The breathing routine cycled with the projecting light is said to potentially reduce thought stressors and the circulating catecholamines, which play a part in the fight-or-flight chemicals that cause us to feel tense. Night Wave Sleep Assistant effectively teaches you how breathe for relaxation and shut of your thoughts – over time, you won’t even need to use the machine.
This is a good solution for those who have to be conscious of waking up other people close by or who have trouble sleeping with earphones. The Dream pad goes under or inside your pillow, then you can plug the lead into the headphone jack of any iPhone or Android phone. Load up the app with your favourite relaxing music or sounds and they will play straight from the pillow into the back of your head, which it finds using bone-conducting technology.

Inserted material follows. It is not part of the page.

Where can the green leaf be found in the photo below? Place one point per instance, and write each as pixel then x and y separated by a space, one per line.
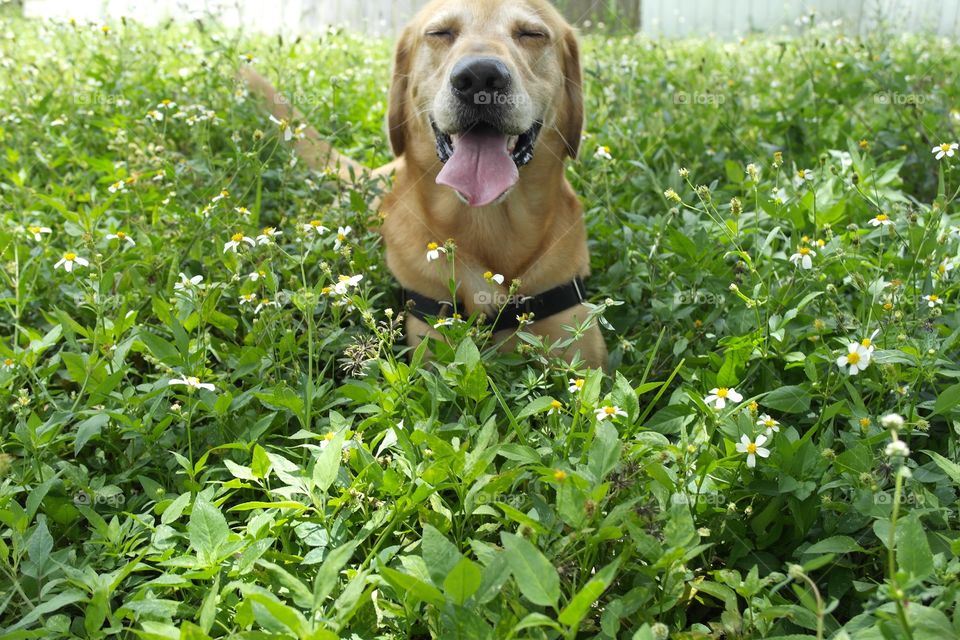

Whoah – this is a bit like going to bed with HAL 9000 from 2001: A Space Odyssey. Aura records your sleep environment (noise pollution, room temperature and light level), then uses melatonin-inducing orange light and soothing frequencies that attempt to mimic your body’s circadian rhythms. You don’t have to wear anything – HAL… uh, I mean Aura has a sensor that slips under your mattress to monitor your sleep patterns, body movements, breathing cycles and heart rate. An app will then let you see what wakes you up and compare your sleep over different night, plus you can personalise your wake-up and fall-asleep programs.
Here’s a sleeping mask with a difference. On the inside there is a strip of blue lights that you focus on. The idea is to slowly roll your eyes upwards as the lights gradually fade, which helps knock you out. This is a real no-fuss option – there are no batteries or wires, you simply power up the blue strips by holding them up towards a light source for 30 seconds.
This machine uses distracting/blocking white noises such as falling rain or ocean waves to block external noise, then under this there are a series of low pulses designed to mimic the brainwave patterns of healthy sleepers. The British inventors say the brain will unconsciously follow this pattern and allow itself to be naturally drawn into sleep. It’s an expensive option, though – machines will range in price from US$350–$450 when they go on sale (orders are being taken now). A cheaper option is the free SLEEP GENIUS app (iOS and Android). This uses pink noise (a softer variant of white noise) and binaural beats (rhythms that train your brain to match sleep waveforms) to rock your brain to sleep like a baby.
Scentee is the smart phone equivalent of Smell-o-Vision, but it has more useful applications than just making your glass of water smell like coffee. Scents such as lavender (available from Scentee), chamomile, jasmine and vanilla have been proven to help sleep by increasing the amount of time spent in slow-wave sleep (the restful and restorative sleep phase), easing stress and anxiety, and promoting relaxation of both the mind and body.
Scentee uses a device (around $35) about the size of a ping-pong ball, which plugs into the stereo jack of an iPad, iPhone and certain Android phones. A scent (about $6) cartridge goes inside it – it lasts for 100 sprays. When connected to the app, Scentee can spritz your bedroom at regular intervals, coupled with hues of light to help you slumber like Sleeping Beauty.
Here’s a simple one, and no doubt it worked for you as a kid. Biggest Loser star and fitness guru Jillian Michaels swears by listening to audio books (“they’re like bedtime stories for adults”) for great sleep. Load them on your phone in a format that only plays a chapter at a time. Pick favourite books that you’re familiar with and keep the volume barely audible so it’s easy to simply slip away into dreamland.